易清昭不知道,她只知道那张脏湿巾让她不舒服,却也让她想要再抓紧些,再紧一点。
还不够干。
易清昭攥着洁净的湿巾又用了些力,能感受到所剩不多的水分触及到掌心。
身后传来百叶窗被拉下的声音,
——有点晒了,应该。
"去食堂啊?"
"走走走。"
易清昭张开手指,湿巾表面有些毛躁。
干透了。
握在掌心的感觉和那张脏湿巾,几乎一样。
但她依旧不想去抓紧它。
易清昭垂下眼睑,摩挲着掌心的湿巾。

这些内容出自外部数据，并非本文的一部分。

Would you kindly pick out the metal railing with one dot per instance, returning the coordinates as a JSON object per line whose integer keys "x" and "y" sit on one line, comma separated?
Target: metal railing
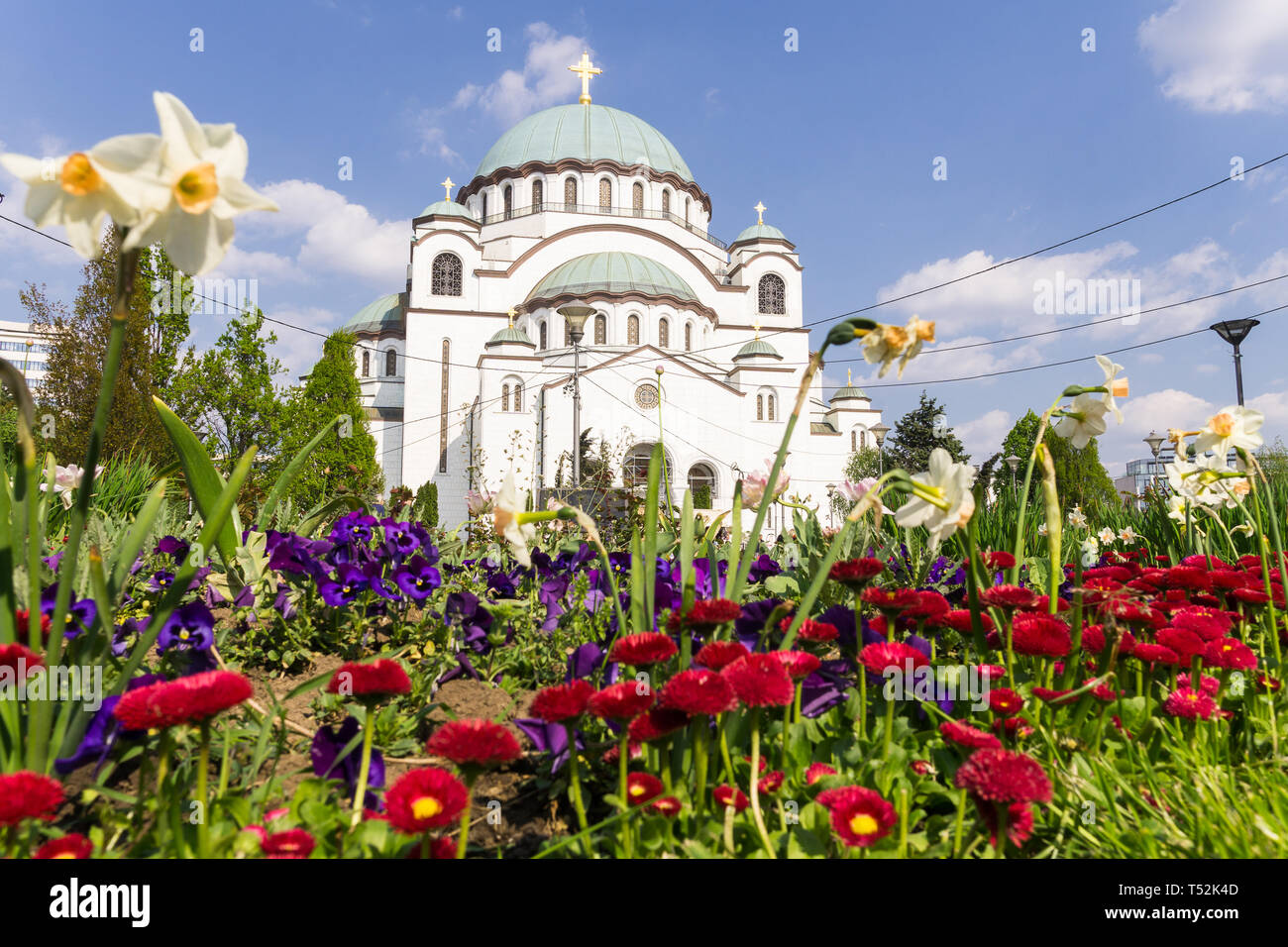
{"x": 561, "y": 208}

指腹划过粗糙的表面,来回碾磨。
起身,松开手。
易清昭看着它慢慢掉进垃圾桶。
空洞的、虚无的平静里又多了一些陌生的感觉。
让人不舒服,却和脏湿巾带来的不舒服有着天壤之别。
她不明白——
不明白为什么不想抓紧它,
不明白为什么同样是不舒服,但完全不一样。
目光落在垃圾桶里,崭新的、被揉皱的干湿巾正静静躺在废纸中间。
它也脏了。
第11章 迟到多年的救赎
办公室只剩易清昭一个人,温度降下来,身上起了一层细密的小疙瘩。
应该穿外套的,她想。
买的衣服今天应该到了,可乐鸡翅应该被吃完了,今天应该六点到家,晒伤应该快好了。
……
不应该不一样的。
易清昭呆滞地坐在凳子上,脸上第一次出现茫然、无措,她无法用任何物理现象去解释,就像她的身体遇到严锦书,总会发生异常。
严锦书救过她,所以不一样,是——
——正常的。
是正常的。
她会紧张是因为十二岁的自己太弱小;
她会躲避是因为二十一岁的严锦书太强势。
她呼吸变乱是因为紧张,心跳变快是因为紧张。紧张会影响神经功能,这些都是正常的。
学生见到严锦书也会紧张。
她的紧张是正常的。
她和所有人都一样,
她不是怪胎。
她会紧张——掌心渗出的汗水、错乱的心跳、紊乱的呼吸。
她会哭——在麻木,迟钝的夜晚,她哭了记忆中的唯一一次。
她会笑,她扯起自己的嘴角。
她看到了自己在对着她笑,是4岁的自己。
无数个日夜里,小小一只的她总是对着镜子去练习笑容。
很假,很丑。
所以他们跑得更远,骂的更大声,
但她还是哭不出来。
奶奶也说她是怪胎,
奶奶说是妈妈因为生下她,才会疯掉,才会杀掉爸爸。
奶奶说她和她妈妈一样是精神病,
因为她不哭也不笑。
手背有些湿,她想看清,但视线好模糊啊。
她怎么看也看不清,
她好想揉一揉眼睛,看得清楚一点。
她好想把这个世界看得再清楚一点,就一点。
不要再这么模糊了。
手掌捂上脸,掌心越来越湿润。
她会哭,
易清昭捂在掌心下的脸笑起来。
她会哭,也会笑。
她不是怪胎。
第12章 克制的好奇
严锦书透过门上的玻璃看到了一个人最脆弱的一面。
理智告诉她应该离开的,她没有兴趣去关心一个人为什么会哭,也没有兴趣想去安慰她,脚步却迟迟抬不起来。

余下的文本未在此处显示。